MERCREDI 1er FEVRIER 2017 à 19 h 15 ▶ La Grande Bellezza, de Paolo Sorrentino
La Grande Bellezza
de Paolo Sorrentino
Italie – 2013 – 2h 22′
Avec Yoni Servillo, Carlo Verdone, Sabrina Ferrilli
A Rome, dans la splendeur de l’été. Séducteur impénitent, Jep Gambardella est de toutes les soirées et de toutes les fêtes de la cité éternelle. A 65 ans, il continue de dégager un charme sur lequel le temps ne semble pas avoir d’emprise. Dans sa jeunesse, Jep a écrit un roman qui lui a valu un prix littéraire et une réputation d’écrivain frustré. Devenu un journaliste à succès, il fréquente depuis plusieurs décennies la haute société romaine et les mondanités. Dans ce monde excentrique, ce dandy cynique et désabusé rêve parfois de se remettre à écrire, traversé par les souvenirs d’un amour de jeunesse auquel il se raccroche…
Ils dansent. Le corps agité de soubresauts et de spasmes, ils dansent. Visages souriants ou grimaçants, exténués ou extatiques, ils dansent. Comme s’il leur fallait à tout prix se fuir et se perdre dans des nuits et des fêtes interchangeables, ils dansent. Parmi eux, Jep n’est pas le dernier… Paolo Sorrentino baptise toujours les personnages de ses films de noms ronflants et ridicules qui révèlent leur suffisance et leur vacuité : Antonio Pisapia, Titta Di Girolamo, Geremia De Geremei… Interprété par l’habituel complice du cinéaste, Toni Servillo, impressionnant de mal-être snob, Jep Gambardella donc a écrit, quarante ans auparavant, un roman dont ses amis parlent encore, même s’ils ne l’ont pas lu. Un de ces livres éblouissants qui font prendre conscience aux tâcherons littéraires de la futilité de leurs écrits… Et puis il s’est tu. Par paresse. Ou par crainte de ne pouvoir se surpasser. Il est devenu journaliste. Et surtout mondain. Attention, pas n’importe lequel : le número uno. « Je ne voulais pas seulement participer aux soirées, je voulais avoir le pouvoir de les gâcher », fanfaronne-t-il.
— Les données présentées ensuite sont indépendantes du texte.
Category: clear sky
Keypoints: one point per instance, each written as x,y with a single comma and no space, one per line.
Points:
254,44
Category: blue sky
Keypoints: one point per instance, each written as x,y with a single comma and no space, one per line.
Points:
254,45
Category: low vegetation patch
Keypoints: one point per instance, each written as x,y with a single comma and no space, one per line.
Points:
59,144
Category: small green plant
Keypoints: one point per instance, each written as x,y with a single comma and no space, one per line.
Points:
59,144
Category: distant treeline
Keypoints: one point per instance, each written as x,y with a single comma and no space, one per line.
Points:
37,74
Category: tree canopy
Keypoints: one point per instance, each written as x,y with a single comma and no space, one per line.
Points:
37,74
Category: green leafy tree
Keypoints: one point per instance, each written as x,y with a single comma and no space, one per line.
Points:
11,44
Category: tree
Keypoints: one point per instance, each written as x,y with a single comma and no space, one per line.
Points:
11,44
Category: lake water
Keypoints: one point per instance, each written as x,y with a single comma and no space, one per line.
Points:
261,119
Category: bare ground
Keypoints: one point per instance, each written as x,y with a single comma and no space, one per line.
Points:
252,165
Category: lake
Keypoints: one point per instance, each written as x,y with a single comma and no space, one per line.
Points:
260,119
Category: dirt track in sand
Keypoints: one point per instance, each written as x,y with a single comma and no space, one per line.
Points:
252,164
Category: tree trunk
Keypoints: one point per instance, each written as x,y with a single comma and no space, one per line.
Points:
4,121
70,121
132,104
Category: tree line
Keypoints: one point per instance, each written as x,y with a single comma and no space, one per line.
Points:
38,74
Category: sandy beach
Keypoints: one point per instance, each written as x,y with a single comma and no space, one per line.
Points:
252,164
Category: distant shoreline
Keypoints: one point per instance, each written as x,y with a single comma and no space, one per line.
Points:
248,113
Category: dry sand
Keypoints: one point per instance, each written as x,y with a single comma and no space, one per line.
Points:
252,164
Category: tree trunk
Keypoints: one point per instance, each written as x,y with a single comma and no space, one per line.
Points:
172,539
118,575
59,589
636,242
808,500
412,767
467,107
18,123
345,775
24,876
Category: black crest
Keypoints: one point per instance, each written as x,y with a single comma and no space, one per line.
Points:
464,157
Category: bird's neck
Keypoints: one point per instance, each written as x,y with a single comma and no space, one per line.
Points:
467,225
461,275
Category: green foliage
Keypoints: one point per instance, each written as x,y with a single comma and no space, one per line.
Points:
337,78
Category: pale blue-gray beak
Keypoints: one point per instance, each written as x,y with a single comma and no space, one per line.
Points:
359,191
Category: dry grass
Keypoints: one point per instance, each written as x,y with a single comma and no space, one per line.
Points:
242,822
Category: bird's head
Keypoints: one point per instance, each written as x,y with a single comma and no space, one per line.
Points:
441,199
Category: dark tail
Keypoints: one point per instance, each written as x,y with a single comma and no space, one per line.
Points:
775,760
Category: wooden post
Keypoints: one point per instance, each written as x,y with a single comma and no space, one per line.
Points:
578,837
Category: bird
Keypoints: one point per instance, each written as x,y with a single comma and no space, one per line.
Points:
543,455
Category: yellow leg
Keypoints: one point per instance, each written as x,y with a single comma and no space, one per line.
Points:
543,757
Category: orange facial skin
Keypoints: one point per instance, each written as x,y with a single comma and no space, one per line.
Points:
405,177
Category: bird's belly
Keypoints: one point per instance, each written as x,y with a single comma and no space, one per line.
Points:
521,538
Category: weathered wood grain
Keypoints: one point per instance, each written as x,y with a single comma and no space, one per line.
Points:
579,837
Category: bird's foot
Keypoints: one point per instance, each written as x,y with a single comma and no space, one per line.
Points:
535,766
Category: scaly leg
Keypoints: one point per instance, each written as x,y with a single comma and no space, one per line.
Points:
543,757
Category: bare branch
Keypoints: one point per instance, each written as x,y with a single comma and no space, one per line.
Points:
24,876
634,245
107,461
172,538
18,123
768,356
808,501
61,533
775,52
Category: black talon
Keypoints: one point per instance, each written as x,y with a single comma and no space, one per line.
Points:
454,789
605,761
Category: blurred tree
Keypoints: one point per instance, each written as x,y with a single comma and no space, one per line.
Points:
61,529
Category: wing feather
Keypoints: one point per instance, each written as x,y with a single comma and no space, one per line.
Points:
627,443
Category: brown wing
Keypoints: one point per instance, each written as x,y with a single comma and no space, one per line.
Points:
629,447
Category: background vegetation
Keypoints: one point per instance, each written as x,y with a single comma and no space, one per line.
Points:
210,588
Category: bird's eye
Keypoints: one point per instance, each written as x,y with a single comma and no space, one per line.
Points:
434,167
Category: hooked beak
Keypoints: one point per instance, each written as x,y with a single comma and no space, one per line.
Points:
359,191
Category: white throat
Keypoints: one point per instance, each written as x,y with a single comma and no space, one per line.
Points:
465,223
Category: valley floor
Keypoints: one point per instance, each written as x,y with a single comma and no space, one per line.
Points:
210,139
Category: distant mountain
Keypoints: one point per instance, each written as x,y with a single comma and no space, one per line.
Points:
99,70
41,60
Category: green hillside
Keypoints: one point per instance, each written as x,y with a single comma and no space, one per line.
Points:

Si l’on excepte l’homme politique Giulio Andreotti dans Il Divo, Paolo Sorrentino ne filme que des lâches et des las. Le temps a grignoté ces zombies, ils vivent mal et en ont honte. Avant qu’il ne soit vraiment trop tard, ils se forcent à entamer un parcours : le héros de L’Uomo in più part à la recherche de son homonyme — son double ; celui des Conséquences de l’amour se rue, au risque d’en mourir, à la poursuite de sa dignité perdue. Parce qu’ils ont somnolé une grande partie de leur pauvre vie, parce qu’ils ont pris du retard, en somme, Sorrentino semble les presser sans cesse, les pousser aux fesses avec sa caméra. Travellings avant, arrière, latéraux : il n’arrête jamais. On aurait envie, par moments, de lui crier : « Stop ! du calme, de la mesure ! »… Mais non : sa caméra persiste à foncer sur les gens, les lieux, les objets. Elle s’en approche, elle les frôle, s’écarte, s’envole dans les airs, parfois. Mais quand elle s’arrête — ça lui arrive, tout de même ! —, c’est pour contempler, avec amour et une pointe d’effroi, les grande bellezze de la vie : ces palais romains, immenses et silencieux, où Jep pénètre, une nuit, guidé par un jeune homme boiteux gardant, dans une mallette dont il ne se sépare jamais, les passes pour toutes ces merveilles. Les clés du paradis…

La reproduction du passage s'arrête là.